Before you create a MySQL schema, SQL Server schema, or PostgreSQL schema in DLA, you must add the CIDR block 100.104.0.0/16 to the whitelist of your RDS instance.

Your RDS instance is in a VPC, and by default DLA has no access to resources in the VPC. To enable access to your RDS instance from DLA, you need to use reverse VPC technology, that is, add the CIDR block 100.104.0.0/16 to the whitelist of your RDS instance.

Permission statements: When you add the CIDR block 100.104.0.0/16 to the whitelist of your RDS instance, you agree to the use of reverse VPC technology to read and write RDS data.

Prerequisites

Test data is ready in your RDS instance. If not, follow these steps to prepare test data in the instance:

  1. Create a MySQL instance.

  2. Configure a whitelist.

  3. Create accounts and databases.

  4. Connect to the instance.

  5. Create tables.

Procedure

You can execute SQL statements on the DMS for Data Lake Analytics page to create a MySQL schema. Alternatively, you can connect to DLA by using a MySQL client or MySQL CLI tool, and then execute SQL statements to create a MySQL schema.

Step 1: Create an RDS schema

  1. Log on to the Data Lake Analytics console.
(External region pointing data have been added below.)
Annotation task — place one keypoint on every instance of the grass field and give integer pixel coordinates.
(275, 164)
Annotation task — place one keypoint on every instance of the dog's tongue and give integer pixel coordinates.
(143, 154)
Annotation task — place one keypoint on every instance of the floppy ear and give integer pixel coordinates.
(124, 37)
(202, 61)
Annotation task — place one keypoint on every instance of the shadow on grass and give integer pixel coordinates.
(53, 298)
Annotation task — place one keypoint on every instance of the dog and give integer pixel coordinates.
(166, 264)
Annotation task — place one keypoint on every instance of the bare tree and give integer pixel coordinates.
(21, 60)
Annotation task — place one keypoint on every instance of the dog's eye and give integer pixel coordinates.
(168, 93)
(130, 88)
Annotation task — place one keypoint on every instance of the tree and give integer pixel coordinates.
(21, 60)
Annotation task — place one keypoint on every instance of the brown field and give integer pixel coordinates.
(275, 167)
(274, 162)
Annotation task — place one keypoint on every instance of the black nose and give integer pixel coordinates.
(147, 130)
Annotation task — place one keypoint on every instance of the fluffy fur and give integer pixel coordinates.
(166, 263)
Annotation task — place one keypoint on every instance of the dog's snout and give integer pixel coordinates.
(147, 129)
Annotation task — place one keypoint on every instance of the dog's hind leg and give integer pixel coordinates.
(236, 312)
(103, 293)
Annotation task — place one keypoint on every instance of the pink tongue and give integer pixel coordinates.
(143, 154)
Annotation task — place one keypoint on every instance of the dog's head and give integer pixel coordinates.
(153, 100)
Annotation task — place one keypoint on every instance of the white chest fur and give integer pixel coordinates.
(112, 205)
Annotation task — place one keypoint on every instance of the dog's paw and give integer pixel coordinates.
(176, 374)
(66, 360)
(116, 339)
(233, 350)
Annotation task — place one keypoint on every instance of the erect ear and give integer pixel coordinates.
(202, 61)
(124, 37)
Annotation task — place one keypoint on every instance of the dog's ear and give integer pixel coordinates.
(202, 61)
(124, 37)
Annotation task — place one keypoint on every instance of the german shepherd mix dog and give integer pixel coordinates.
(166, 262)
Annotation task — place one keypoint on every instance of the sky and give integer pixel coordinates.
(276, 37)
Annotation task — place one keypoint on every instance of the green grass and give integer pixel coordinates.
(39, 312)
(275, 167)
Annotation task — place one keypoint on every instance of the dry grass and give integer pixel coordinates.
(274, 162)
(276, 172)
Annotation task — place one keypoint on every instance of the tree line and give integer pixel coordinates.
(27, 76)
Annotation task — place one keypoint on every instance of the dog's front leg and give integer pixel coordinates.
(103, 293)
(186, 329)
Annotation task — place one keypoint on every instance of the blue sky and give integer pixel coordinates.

  2. In the left-side navigation pane, click Endpoint. In the endpoint list, locate the row that contains the target endpoint and click Log on in DMS in the Actions column. On the DMS for Data Lake Analytics page that appears, execute the following statement to create a MySQL schema in DLA:

    1. CREATE SCHEMA hello_mysql_vpc_rds WITH DBPROPERTIES (
    2. CATALOG = 'mysql',
    3. LOCATION = 'jdbc:mysql://rm-2zer0vg58mf*****.mysql.rds.aliyuncs.com:3306/rds_mysql_dbname',
    4. USER = 'rds_mysqldb_username',
    5. PASSWORD = 'rds_mysqldb_password',
    6. INSTANCE_ID = 'rds_mysql_instance_id',
    7. VPC_ID = 'rds_mysqldb_vpcid'
    8. );
    • VPC_ID: the ID of the VPC where your MySQL instance is located, as shown in the following figure.

      1

    • INSTANCE_ID: the ID of your MySQL instance. You can view the instance ID on the Instance Details page.

Step 2: Run the MSCK REPAIR TABLE command to synchronize data in tables to DLA.

Run show tables to check whether tables exist in the schema:

  1. mysql> use hello_mysql_vpc_rds;
  2. Database changed
  3. mysql> show tables;
  4. Empty set (0.01 sec)

Execute the following SQL statement to synchronize data of all the tables in the RDS database to the schema.

  1. mysql> msck repair database hello_mysql_vpc_rds;
  2. +-------------------------------+-----------+
  3. | TableName | Operation |
  4. +-------------------------------+-----------+
  5. | admin_acc_log | CREATED |
  6. | fractest | CREATED |
  7. | person | CREATED |
  8. | prep_stmt_test | CREATED |
  9. | staples | CREATED |
  10. | test_datetime | CREATED |
  11. | top10_user | CREATED |
  12. | type_test | CREATED |
  13. | world1 | CREATED |
  14. | world2 | CREATED |
  15. +-------------------------------+-----------+
  16. 17 rows in set (1.60 sec)
  17. mysql> show tables;
  18. +-------------------------------+
  19. | Table_Name |
  20. +-------------------------------+
  21. | admin_acc_log |
  22. | fractest |
  23. | person |
  24. | prep_stmt_test |
  25. | staples |
  26. | test_datetime |
  27. | top10_user |
  28. | type_test |
  29. | world1 |
  30. | world2 |
  31. +-------------------------------+
  32. 17 rows in set (0.02 sec)

After all data in RDS is synchronized to DLA, you can manage the data in DLA.